Section-Type Constraints on the Choice of Linguistic Mechanisms in Research Articles: A Corpus-Based Approach
10 Modern Languages
Type(s) of data
This thesis investigates the structure of research articles in the field of Computational Linguistics with the goal of establishing that a set of distinctive linguistic features is associated with each section type. The empirical results of the study are derived from the quantitative and qualitative evaluation of research articles from the ACL Anthology Corpus. More than 20,000 articles were analyzed for the purpose of retrieving the target section types and extracting the predefined set of linguistic features from them. Approximately 1,100 articles were found to contain all of the following five section types: abstract, introduction, related work, discussion, and conclusion. These were chosen for the purpose of comparing the frequency of occurrence of the linguistic features across the section types. Making use of frameworks for Natural Language Processing, the Stanford CoreNLP Module, and the Python library SpaCy, as well as scripts created by the author, the frequency scores of the features were retrieved and analyzed with state-of-the-art statistical techniques.

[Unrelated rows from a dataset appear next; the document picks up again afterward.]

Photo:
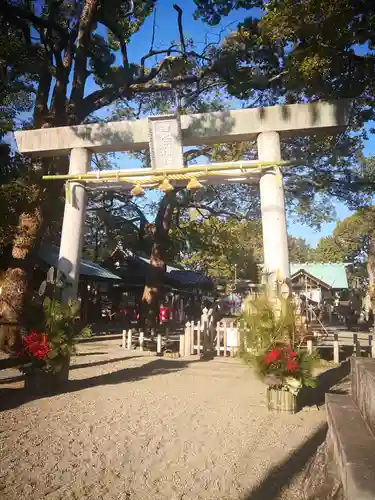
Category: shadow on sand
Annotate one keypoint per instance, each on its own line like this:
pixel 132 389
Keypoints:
pixel 282 474
pixel 12 398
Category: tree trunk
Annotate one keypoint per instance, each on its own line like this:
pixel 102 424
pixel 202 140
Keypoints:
pixel 154 278
pixel 371 276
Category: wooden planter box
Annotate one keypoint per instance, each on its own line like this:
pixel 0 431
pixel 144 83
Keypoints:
pixel 281 401
pixel 40 382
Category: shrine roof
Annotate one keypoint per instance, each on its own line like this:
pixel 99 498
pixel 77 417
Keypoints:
pixel 334 275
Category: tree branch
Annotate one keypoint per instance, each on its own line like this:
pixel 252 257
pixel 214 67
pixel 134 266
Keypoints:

The results show that each section type possesses an individual profile of linguistic features which are associated with it more or less strongly. These section-feature associations are shown to be derivable from the hypothesized purpose of each section type.
Overall, the findings reported in this thesis provide insights into the writing strategies that authors employ so that the overall goal of the research paper is achieved.
The results of the thesis can find implementation in new state-of-the-art applications that assist academic writing and its evaluation in a way that provides the user with a more sophisticated, empirically based feedback on the relationship between linguistic mechanisms and text type. In addition, the potential of the identification of text-type specific linguistic characteristics (a text-feature mapping) can contribute to the development of more robust language-based models for disinformation detection.